Yep, gets a hell of a lot more complicated because of this. But it works. I won't go through every single line here, as a lot of it is by now pretty self explanatory. What it basically does is it tries to find an APPn section (0xFF 0xE1, 0xFF 0xE2, 0xFF 0xE3 etc, up to 0xFF 0xEF), and if it does, it reads the following short and jumps that amount of bytes. Because of the nature flash where we’re loading files over the network, we might not have that amount of info available yet so we have to queue up that jump until we have the info we need. Isn’t working with networks just pure fun? ;)

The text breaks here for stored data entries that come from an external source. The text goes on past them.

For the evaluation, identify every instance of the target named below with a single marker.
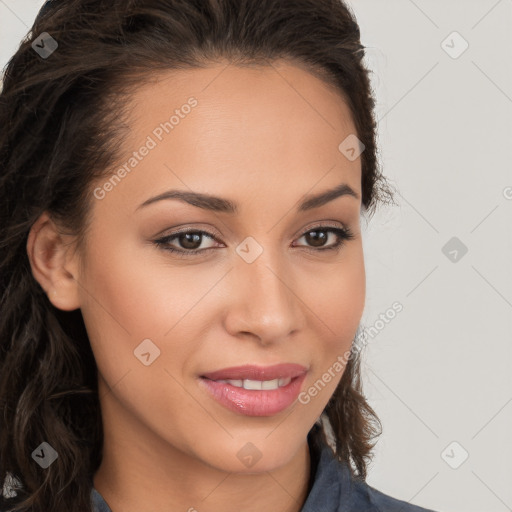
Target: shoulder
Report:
(335, 489)
(368, 498)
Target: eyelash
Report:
(343, 234)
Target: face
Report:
(262, 283)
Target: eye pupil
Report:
(316, 238)
(185, 240)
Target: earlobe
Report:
(53, 265)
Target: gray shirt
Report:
(331, 489)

Sidenote: I think it’s quite weird that the URLStream does not extend ByteArray since it works almost the same way. Here the position property of ByteArray would have been useful for jumping bytes, but when it didn’t exist, i had to do it with a for loop. Can anybody come up with a reason why it doesn’t extend ByteArray?

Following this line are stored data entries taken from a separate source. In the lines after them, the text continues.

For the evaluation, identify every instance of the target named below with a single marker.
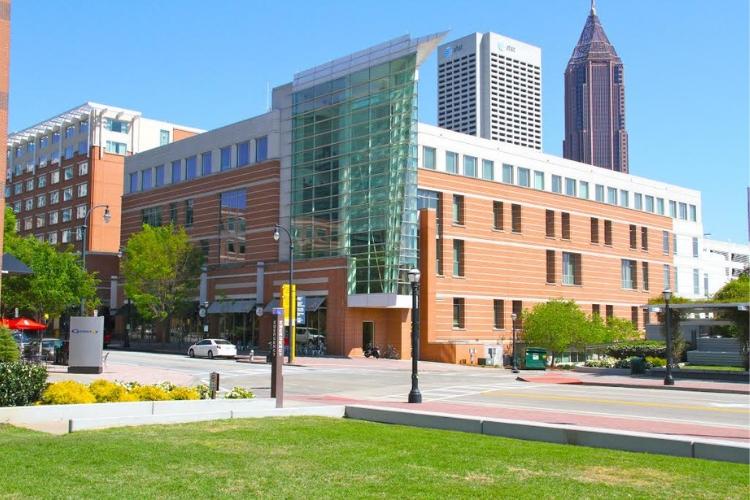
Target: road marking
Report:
(616, 402)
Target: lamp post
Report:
(514, 364)
(414, 395)
(107, 216)
(668, 379)
(292, 307)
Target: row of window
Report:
(187, 169)
(536, 179)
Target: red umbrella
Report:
(25, 324)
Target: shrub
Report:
(642, 348)
(21, 383)
(239, 393)
(9, 352)
(150, 393)
(67, 392)
(181, 393)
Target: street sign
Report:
(301, 305)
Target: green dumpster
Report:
(536, 358)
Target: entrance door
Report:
(368, 333)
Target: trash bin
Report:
(536, 358)
(637, 365)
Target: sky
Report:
(208, 64)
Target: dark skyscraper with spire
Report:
(595, 101)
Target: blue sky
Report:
(206, 64)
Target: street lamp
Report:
(668, 379)
(107, 217)
(414, 395)
(514, 364)
(292, 307)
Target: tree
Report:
(556, 326)
(161, 269)
(58, 280)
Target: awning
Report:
(231, 306)
(11, 265)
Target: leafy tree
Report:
(556, 326)
(161, 269)
(8, 347)
(58, 281)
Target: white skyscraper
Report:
(490, 86)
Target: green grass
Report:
(714, 368)
(331, 458)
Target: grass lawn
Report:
(714, 368)
(323, 458)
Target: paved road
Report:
(460, 389)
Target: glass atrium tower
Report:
(353, 173)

Alright, we’re pretty much done here. As I said in the beginning, this works almost every time. I found images that don’t give any dimensions at all (when looking at the file they’re not according to the specs, but still render fine in software, hmm..). If anybody has an idea of what’s common to these files and how to solve this problem, i’d love to hear it :)

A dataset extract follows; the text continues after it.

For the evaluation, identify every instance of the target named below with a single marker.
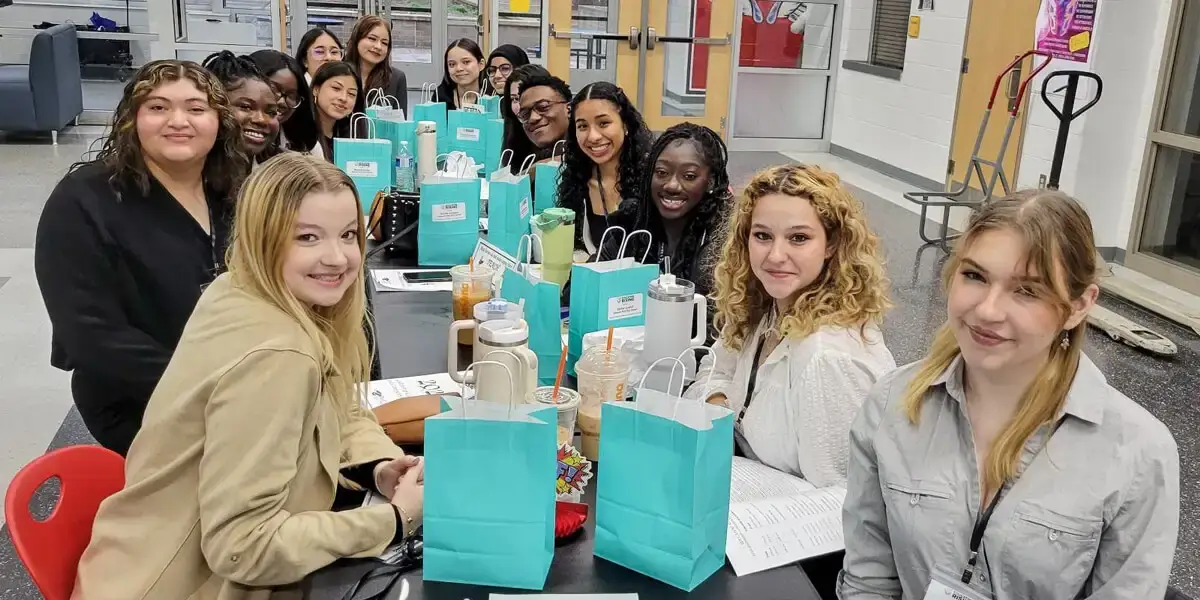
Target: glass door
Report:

What all this shows to me–in addition to being a super useful class in real life projects–is the power of actionscript 3. I mean, getting jpg information (one could get exif info with this technique?) is just one thing, you could actually read and analyze any file. With this you could for example bring in formats that are not natively supported by flash. And well, a hell of a lot more. The sky is truly the limit.

Hope you found this useful, good luck :)

Download the class, with an example

Update Apr 10, 2007: the length in the description (11) should be 0x11. Fixed to avoid confusion

Update Sept 14, 2009: There was a bug that caused wrong dimensions sometimes to be returned for very large images. This has been fixed now.